# Nice cheap aquarium sand options



## tearingwaif17 (Jul 12, 2020)

Any recommendations on cheap sand brands that I can buy at a local Lowe's or Hobby Lobby in bulk, that will be safe for an aquarium.


----------



## Quesenek (Sep 26, 2008)

tearingwaif17 said:


> Any recommendations on cheap sand brands that I can buy at a local Lowe's or Hobby Lobby in bulk, that will be safe for an aquarium.


I've used "quikrete 50 lb. pool filter sand" from either lowes or home depot in all of my aquariums for years. It has larger grains of sand that are less likely to go anaerobic, or at least in my experience.
It comes fairly clean, but I still dump a little bit at a time into a 5 gallon bucket and wash it really well before putting it in my aquarium.


----------



## PlantedRich (Jul 21, 2010)

Be aware that this is one where going too cheap can cost you double. There are cheaper than the pool sand costs but watch out if you try some from the lumber stores like all purpose or play sand as they are not very closely regulated and you can get some really bad stuff, both in size and color. For those they just scoop wherever they find sand and pretty much throw it all in the bag. That means getting the right stuff the first time is lots cheaper, even if it costs more the first go!


----------



## Bunsen Honeydew (Feb 21, 2017)

I like Black Diamond Blasting Sand, med.

Sent from my Pixel 3 XL using Tapatalk


----------



## seanlu13913 (Oct 5, 2016)

I used playsand in the past and it worked well


----------



## [email protected] (Sep 15, 2020)

My favorite "sand" is Cemex Lapis Lustre. It is available at some Home Depot's particularly in western USA


----------



## Blackheart (Jul 5, 2011)

I don't know about either of those, but my local hardware store carries HTH pool filter sand and if I was on a complete budget, this would be my personal choice.


----------



## Capsaicin_MFK (Nov 15, 2009)

I have never had issues with Home Depot play sand. I use it a lot with our seed germination studies in the lab I work in. My walstad bowl has the exact same sand, but I prewashed it and baked it before use.


----------



## ahem (Dec 27, 2014)

Black diamond sand is popular but be very very careful about the grit. I tried to go that route. But my local tractor supply tried to sell me the fine (I think) even though it was listed as "medium" on their website. 

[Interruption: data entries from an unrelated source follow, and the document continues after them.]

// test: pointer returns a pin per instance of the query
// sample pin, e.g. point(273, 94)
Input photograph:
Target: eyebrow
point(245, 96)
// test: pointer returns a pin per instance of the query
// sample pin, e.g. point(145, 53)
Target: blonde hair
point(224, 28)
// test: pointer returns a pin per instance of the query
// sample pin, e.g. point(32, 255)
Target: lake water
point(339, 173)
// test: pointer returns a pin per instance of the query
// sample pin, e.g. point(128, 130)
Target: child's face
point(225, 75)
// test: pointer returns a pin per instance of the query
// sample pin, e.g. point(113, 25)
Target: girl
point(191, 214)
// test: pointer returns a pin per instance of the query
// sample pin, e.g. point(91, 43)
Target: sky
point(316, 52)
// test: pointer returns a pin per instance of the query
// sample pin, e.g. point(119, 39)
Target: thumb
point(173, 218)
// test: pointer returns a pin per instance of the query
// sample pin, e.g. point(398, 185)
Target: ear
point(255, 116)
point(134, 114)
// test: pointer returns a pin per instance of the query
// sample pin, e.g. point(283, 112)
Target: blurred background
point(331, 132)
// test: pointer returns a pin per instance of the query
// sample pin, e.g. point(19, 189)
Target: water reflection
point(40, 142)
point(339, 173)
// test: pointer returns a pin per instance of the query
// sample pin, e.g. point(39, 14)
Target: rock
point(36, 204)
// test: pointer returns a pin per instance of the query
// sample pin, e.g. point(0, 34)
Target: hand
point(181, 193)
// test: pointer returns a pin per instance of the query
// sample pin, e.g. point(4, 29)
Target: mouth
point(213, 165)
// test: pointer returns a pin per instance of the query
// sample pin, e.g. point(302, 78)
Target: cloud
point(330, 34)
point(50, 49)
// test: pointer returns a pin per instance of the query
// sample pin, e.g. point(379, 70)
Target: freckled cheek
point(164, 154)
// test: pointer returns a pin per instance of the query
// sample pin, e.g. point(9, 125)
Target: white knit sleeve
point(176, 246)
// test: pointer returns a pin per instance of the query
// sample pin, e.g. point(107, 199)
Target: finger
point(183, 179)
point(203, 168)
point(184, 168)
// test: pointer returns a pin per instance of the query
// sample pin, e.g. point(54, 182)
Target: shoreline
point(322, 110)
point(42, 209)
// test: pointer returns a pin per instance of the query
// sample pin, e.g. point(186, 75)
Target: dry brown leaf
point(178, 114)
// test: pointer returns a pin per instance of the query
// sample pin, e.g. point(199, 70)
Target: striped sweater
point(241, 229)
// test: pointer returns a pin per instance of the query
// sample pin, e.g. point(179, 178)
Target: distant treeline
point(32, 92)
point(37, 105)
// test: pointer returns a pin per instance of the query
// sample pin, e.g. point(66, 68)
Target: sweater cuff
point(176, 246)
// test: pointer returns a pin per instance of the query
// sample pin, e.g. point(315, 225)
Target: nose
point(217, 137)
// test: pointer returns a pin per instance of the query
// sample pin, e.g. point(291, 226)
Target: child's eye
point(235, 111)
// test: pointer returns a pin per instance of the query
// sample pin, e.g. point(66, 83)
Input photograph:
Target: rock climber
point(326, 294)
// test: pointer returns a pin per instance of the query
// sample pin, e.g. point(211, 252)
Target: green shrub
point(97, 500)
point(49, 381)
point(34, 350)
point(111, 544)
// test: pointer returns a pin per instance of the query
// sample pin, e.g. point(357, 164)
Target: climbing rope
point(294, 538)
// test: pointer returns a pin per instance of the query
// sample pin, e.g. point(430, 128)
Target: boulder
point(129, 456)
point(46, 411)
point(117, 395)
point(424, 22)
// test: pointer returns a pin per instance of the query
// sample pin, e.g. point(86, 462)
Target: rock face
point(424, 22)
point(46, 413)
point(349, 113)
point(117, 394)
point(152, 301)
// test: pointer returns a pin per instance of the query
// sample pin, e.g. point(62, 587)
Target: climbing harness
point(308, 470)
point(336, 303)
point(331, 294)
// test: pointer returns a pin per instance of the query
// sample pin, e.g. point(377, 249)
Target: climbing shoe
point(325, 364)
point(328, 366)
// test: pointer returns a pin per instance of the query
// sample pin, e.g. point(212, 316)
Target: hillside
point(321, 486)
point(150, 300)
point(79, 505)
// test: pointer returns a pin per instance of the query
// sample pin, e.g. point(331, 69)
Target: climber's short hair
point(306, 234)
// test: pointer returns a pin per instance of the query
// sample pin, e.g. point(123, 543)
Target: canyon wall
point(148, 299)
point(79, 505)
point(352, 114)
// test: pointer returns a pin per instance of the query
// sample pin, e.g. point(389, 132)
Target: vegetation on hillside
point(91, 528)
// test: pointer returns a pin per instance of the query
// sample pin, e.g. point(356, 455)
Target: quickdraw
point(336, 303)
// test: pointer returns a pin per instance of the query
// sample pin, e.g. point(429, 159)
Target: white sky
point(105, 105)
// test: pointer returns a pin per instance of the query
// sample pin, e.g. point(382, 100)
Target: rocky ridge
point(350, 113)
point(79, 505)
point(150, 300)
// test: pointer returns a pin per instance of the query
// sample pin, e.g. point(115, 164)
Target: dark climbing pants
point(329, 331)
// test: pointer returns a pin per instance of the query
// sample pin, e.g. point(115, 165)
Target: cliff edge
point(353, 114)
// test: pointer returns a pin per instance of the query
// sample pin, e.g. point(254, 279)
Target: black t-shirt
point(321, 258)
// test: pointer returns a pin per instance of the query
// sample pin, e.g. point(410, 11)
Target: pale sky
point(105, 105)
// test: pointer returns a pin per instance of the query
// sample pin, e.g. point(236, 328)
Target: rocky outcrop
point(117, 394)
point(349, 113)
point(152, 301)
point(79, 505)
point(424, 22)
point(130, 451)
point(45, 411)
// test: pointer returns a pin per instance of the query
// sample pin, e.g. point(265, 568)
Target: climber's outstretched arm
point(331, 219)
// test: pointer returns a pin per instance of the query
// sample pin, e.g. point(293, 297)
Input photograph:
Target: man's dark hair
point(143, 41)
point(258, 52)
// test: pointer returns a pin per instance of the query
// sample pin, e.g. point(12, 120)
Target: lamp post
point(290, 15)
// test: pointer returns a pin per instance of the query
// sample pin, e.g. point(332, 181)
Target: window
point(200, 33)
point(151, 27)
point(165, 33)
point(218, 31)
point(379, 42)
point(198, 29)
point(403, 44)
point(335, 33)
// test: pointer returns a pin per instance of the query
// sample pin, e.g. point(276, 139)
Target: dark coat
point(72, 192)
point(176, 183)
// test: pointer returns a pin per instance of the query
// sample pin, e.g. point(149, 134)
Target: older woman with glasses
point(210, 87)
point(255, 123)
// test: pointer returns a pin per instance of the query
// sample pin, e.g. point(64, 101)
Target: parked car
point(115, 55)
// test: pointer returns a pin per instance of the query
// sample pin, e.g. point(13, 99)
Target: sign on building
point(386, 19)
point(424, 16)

The black diamond bags I bought and returned don't say anything about grit, nozzle size, "medium", "fine" or anything else that would let you know what size grain it is. There were checkboxes for nozzle size on the bag label that presumably one of them would be checked to indicate the nozzle size (grain size is measured by the size of nozzle needed to blast with it, bigger the nozzle, the bigger the grain), but no check marks - they sell blasting sand with no way to distinguish the grain size! They apparently used to sell a red labelled bag and a black labelled bag, one was fine and one was medium, but they don't do that anymore (or at least my Tractor Supply said that). 

You'll see many posts on here and elsewhere of people accidentally using the fine black diamond and having a very cloudy aquarium for days/weeks. I decided against and it went with Seachem Flourite Black Sand for peace of mind. Substrate is a one time deal, so I ate the cost. The black diamond looks great, buying it is just risky. The Seachem Black Sand is gorgeous.


----------